Bilinçsiz medeniyetler totaliter çorak topraklardır. José Clemente Orozco'nun “Amerikan Uygarlığının Destanı” adlı duvar resminde betimlediği akademik cübbeler içindeki iskeletlerin bebek iskeletler doğurduğu gibi ölü fikirleri çoğaltır ve kucaklarlar.
“İktidarı ele geçirmeden ve kendi öğretilerine uygun bir dünya kurmadan önce, totaliter hareketler, insan zihninin ihtiyaçlarına gerçekliğin kendisinden daha uygun olan tutarlı bir yalan dünya yaratırlar. Bu dünyada, tamamen hayal gücü aracılığıyla, köklerinden koparılmış kitleler, kendilerini evlerinde hissedebilir ve gerçek hayatın ve gerçek deneyimlerin insanlara ve onların beklentilerine yaşattığı sonu gelmez şoklardan kurtulurlar” diye yazmaktadır Hannah Arendt Totalitarizmin Kökenleri adlı kitabında. “Totaliter propagandanın sahip olduğu güç - hareketlerin, tamamen hayali bir dünyanın dehşet verici sessizliğini en ufak bir gerçeklikle kimsenin rahatsız etmesini önlemek için demir perdeleri indirme gücüne sahip olmasından önce - kitleleri gerçek dünyadan koparma becerisinde yatmaktadır.”
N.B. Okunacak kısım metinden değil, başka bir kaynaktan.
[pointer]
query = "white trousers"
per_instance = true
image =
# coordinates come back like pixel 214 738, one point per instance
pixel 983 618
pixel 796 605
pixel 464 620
İşler halen ne kadar kötüyse, bundan sonra daha da kötüye gitmek üzere. Ülkenin eğitim sistemi, parçalanacağı ve özelleştirileceği bir mezbahaya doğru sürüklenmekte. Temel kaygıları kesinlikle sadece eğitim ve öğretimle ilgili olmayan sözleşmeli okullar sisteminden ve çevrimiçi yüksek okullardan kâr elde eden şirketler, gerçek öğretmenlerin yerine sendikasız, yetersiz eğitim almış eğitmenleri getirmekte. Öğrenciler, eğitilmekten ziyade, ezberletilen bilgiler ve otoriter oyun (strateji) kitaplarının tanıdık kalıpları (klişeleri) - beyaz üstünlüğüne, ulusal saflığa, ataerkilliğe ve ulusun kendi “erdemlerini” diğerlerine zorla kabul ettirme görevine övgüler - ile beslenecekler. Bu kitlesel beyin yıkama sadece cehaleti değil, itaati de sağlayacak. Ve asıl mesele de bu zaten.
1 Ç.N.Amerika Birleşik Devletleri'nde çeşitlilik, eşitlik ve kapsayıcılık (Diversity, Equity, Inclusion-DEI), özellikle tarihsel olarak yeterince temsil edilmemiş, kimlik veya engelliliğe dayalı ayrımcılığa maruz kalmış gruplar olmak üzere tüm insanların adil muamele görmesini ve toplumsal hayata tam katılımını teşvik etmeyi amaçlayan örgütsel çerçevelerdir.
* Chris Hedges'in 'Trump’s War on Education' adlı makalesi Bahar Özay tarafından çevrilmiş, Ömer Madra tarafından çeviri editörü yapılmıştır.